In this blog, she focuses on Erich Fromm’s definition of narcissism. The first sentence of his definition is “Narcissism is an orientation in which all one’s interest and passion are directed to one’s own person; one’s body, mind feelings, interests…”. I certainly could not and would not want to argue with that definition or orientation. Yet, I would suggest a slight change in the wording. Consider this possibility:
Narcissism is a condition or orientation which arises out of a fear of not being emotionally, spiritually or emotionally safe in being a member of the wider community; a person who is unable to consider the needs of others. The narcissist does not trust others to give them the unconditional regard they need and/or does not trust the sharing of one’s talents is enough.

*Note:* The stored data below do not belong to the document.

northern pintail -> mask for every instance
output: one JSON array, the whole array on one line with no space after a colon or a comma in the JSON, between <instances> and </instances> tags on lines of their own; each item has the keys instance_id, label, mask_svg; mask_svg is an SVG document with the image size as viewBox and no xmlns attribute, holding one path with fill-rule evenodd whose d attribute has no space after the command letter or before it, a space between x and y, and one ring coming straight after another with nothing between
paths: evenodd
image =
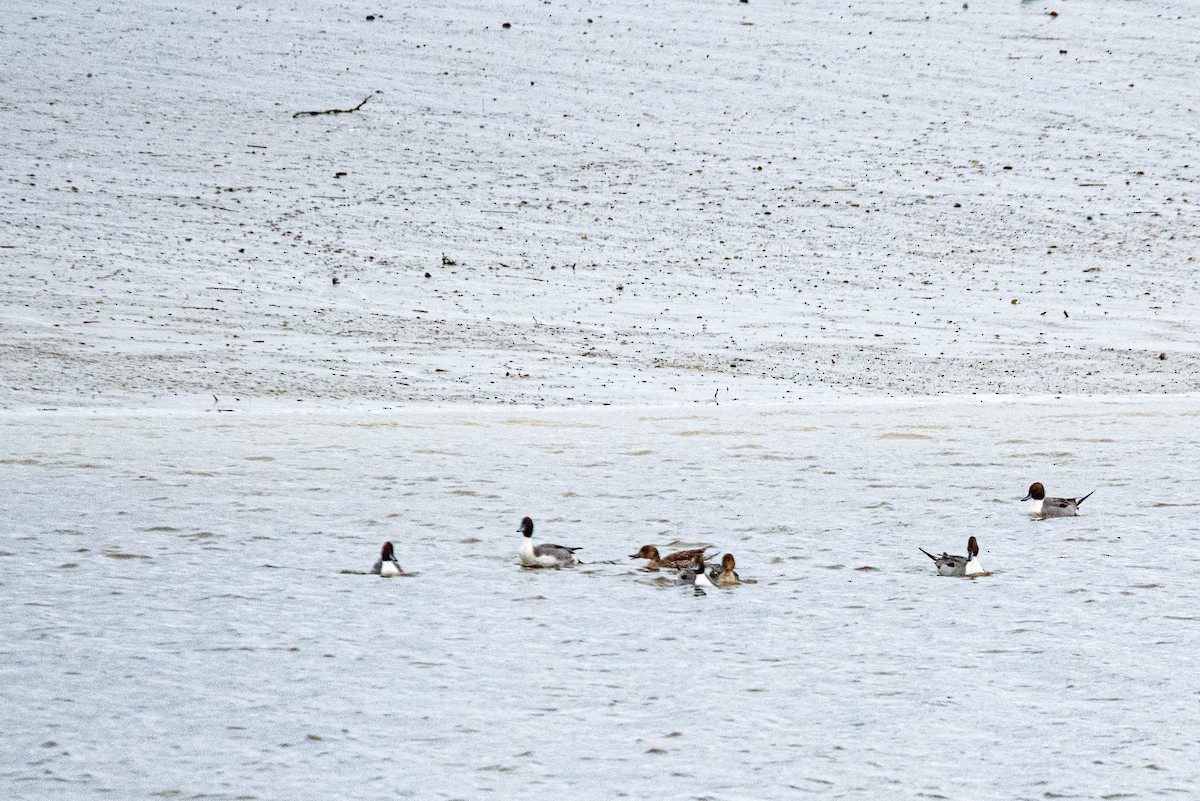
<instances>
[{"instance_id":1,"label":"northern pintail","mask_svg":"<svg viewBox=\"0 0 1200 801\"><path fill-rule=\"evenodd\" d=\"M525 535L521 539L521 564L525 567L574 567L579 564L579 557L575 556L579 548L551 544L534 545L533 520L530 518L523 518L517 531Z\"/></svg>"},{"instance_id":2,"label":"northern pintail","mask_svg":"<svg viewBox=\"0 0 1200 801\"><path fill-rule=\"evenodd\" d=\"M696 588L697 595L704 595L704 590L716 587L708 576L704 575L704 564L701 563L694 567L687 567L679 571L679 583L690 584Z\"/></svg>"},{"instance_id":3,"label":"northern pintail","mask_svg":"<svg viewBox=\"0 0 1200 801\"><path fill-rule=\"evenodd\" d=\"M379 559L371 568L371 572L377 576L398 576L404 572L400 567L400 563L396 561L396 554L392 550L392 544L385 542L383 548L379 551Z\"/></svg>"},{"instance_id":4,"label":"northern pintail","mask_svg":"<svg viewBox=\"0 0 1200 801\"><path fill-rule=\"evenodd\" d=\"M721 557L721 566L710 570L708 577L718 587L732 587L735 584L741 584L737 571L733 569L736 564L733 554L727 553Z\"/></svg>"},{"instance_id":5,"label":"northern pintail","mask_svg":"<svg viewBox=\"0 0 1200 801\"><path fill-rule=\"evenodd\" d=\"M1092 492L1082 498L1047 498L1046 488L1040 481L1035 481L1029 485L1029 493L1021 500L1031 501L1029 514L1033 517L1075 517L1079 514L1079 504L1092 497Z\"/></svg>"},{"instance_id":6,"label":"northern pintail","mask_svg":"<svg viewBox=\"0 0 1200 801\"><path fill-rule=\"evenodd\" d=\"M933 560L939 576L978 576L986 572L979 564L979 543L974 537L967 540L966 556L952 556L945 551L941 556L934 556L924 548L918 550Z\"/></svg>"},{"instance_id":7,"label":"northern pintail","mask_svg":"<svg viewBox=\"0 0 1200 801\"><path fill-rule=\"evenodd\" d=\"M679 570L695 562L697 557L701 559L704 558L704 552L708 550L709 547L712 546L706 546L704 548L691 548L686 551L676 551L673 554L660 557L658 555L658 548L655 548L653 545L643 545L641 550L639 550L637 553L631 553L629 558L649 559L650 561L646 564L646 569L649 571L658 570L660 567L665 567L668 570Z\"/></svg>"}]
</instances>

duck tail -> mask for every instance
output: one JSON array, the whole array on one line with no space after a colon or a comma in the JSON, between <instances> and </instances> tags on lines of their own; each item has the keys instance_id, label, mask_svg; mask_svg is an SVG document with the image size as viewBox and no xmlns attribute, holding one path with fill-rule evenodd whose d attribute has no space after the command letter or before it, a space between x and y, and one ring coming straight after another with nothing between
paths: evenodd
<instances>
[{"instance_id":1,"label":"duck tail","mask_svg":"<svg viewBox=\"0 0 1200 801\"><path fill-rule=\"evenodd\" d=\"M938 558L936 556L934 556L933 554L931 554L929 551L925 550L924 548L917 548L917 550L920 551L921 553L925 554L926 556L928 556L930 559L932 559L935 562L938 560Z\"/></svg>"},{"instance_id":2,"label":"duck tail","mask_svg":"<svg viewBox=\"0 0 1200 801\"><path fill-rule=\"evenodd\" d=\"M1092 495L1093 495L1093 494L1095 494L1095 492L1096 492L1096 490L1092 490L1092 491L1091 491L1091 492L1089 492L1087 495L1084 495L1082 498L1080 498L1079 500L1075 501L1075 505L1076 505L1076 506L1079 506L1079 505L1080 505L1080 504L1082 504L1084 501L1086 501L1088 498L1092 497Z\"/></svg>"}]
</instances>

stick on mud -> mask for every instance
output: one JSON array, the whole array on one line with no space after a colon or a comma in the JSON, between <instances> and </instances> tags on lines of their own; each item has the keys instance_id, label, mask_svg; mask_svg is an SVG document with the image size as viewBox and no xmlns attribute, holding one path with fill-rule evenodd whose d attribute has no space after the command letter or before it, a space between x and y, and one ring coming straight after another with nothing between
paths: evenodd
<instances>
[{"instance_id":1,"label":"stick on mud","mask_svg":"<svg viewBox=\"0 0 1200 801\"><path fill-rule=\"evenodd\" d=\"M370 99L371 96L367 95L362 99L362 102L354 108L331 108L326 109L325 111L297 111L292 115L292 119L296 119L297 117L319 117L322 114L353 114L355 111L358 111L360 108L365 106L367 101Z\"/></svg>"}]
</instances>

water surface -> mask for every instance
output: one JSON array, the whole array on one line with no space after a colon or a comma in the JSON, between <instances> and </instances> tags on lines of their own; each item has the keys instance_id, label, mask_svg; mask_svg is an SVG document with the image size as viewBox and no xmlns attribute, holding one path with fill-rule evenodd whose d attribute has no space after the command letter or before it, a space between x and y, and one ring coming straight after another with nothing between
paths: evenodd
<instances>
[{"instance_id":1,"label":"water surface","mask_svg":"<svg viewBox=\"0 0 1200 801\"><path fill-rule=\"evenodd\" d=\"M1198 411L6 414L0 790L1188 797ZM526 514L588 564L520 569ZM971 534L991 576L917 550Z\"/></svg>"}]
</instances>

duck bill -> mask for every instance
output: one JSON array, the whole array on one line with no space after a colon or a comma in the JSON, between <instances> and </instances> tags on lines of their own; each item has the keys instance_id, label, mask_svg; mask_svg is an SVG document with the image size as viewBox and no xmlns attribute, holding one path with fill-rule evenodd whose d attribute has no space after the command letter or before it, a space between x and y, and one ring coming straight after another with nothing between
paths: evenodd
<instances>
[{"instance_id":1,"label":"duck bill","mask_svg":"<svg viewBox=\"0 0 1200 801\"><path fill-rule=\"evenodd\" d=\"M1027 493L1025 493L1025 497L1024 497L1024 498L1022 498L1021 500L1022 500L1022 501L1029 501L1029 500L1033 500L1033 495L1031 495L1031 494L1029 494L1029 493L1027 492Z\"/></svg>"}]
</instances>

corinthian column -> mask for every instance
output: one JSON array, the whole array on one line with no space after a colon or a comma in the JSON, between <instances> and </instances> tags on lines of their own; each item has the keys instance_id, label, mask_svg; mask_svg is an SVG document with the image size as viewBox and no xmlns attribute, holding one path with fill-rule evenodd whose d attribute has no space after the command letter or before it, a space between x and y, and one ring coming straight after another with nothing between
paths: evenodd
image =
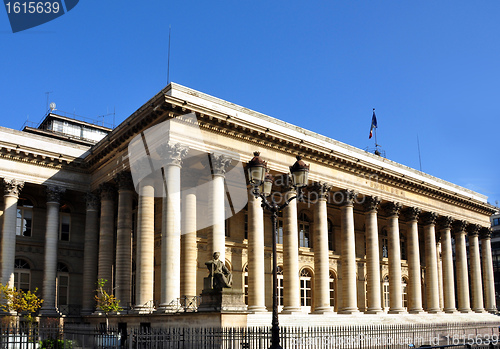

In other words, the narcissist is a deeply lonely person who is constantly focused on taking care of themselves because they cannot trust others to do so. The narcissist may, in fact, have convinced themselves that their worth is dependent on deserving to have a vastly unequal share of resources: money, things, praise, power. Diagnosing someone with a narcissistic disorder can, in this context, lead one to identify some of the factors which led to this orientation or life dance or to, at the very least, ensure that one approach this person with enormous compassion. The label tells us nothing about the pain of the individual. The individual, himself or herself might have no idea that there is another possible life dance. The person with these symptoms should not be in a position of power or authority although they frequently are. The challenge might be to relate to them as a person in pain while attempting to prevent them from using power or authority to mistreat others. Labeling them as a bad or unworthy person is not appropriate, accurate or helpful. Labeling them as mentally ill person is also not helpful or kind. That person deserves our love and emotional support; not our political support.
I believe that it is important to use medical labels as a guide to designing and implementing a treatment/healing plan and not as a definition of the essence of a person. Erich Fromm is accurate in suggesting it is an orientation to a life dance; one I maintain the person was taught and or stumbled onto.
There many such labels which tell us something about symptoms and which may offer a direction for treatment but which tell us nothing about the essence of a person. I believe we must be vigilant in not confusing the two.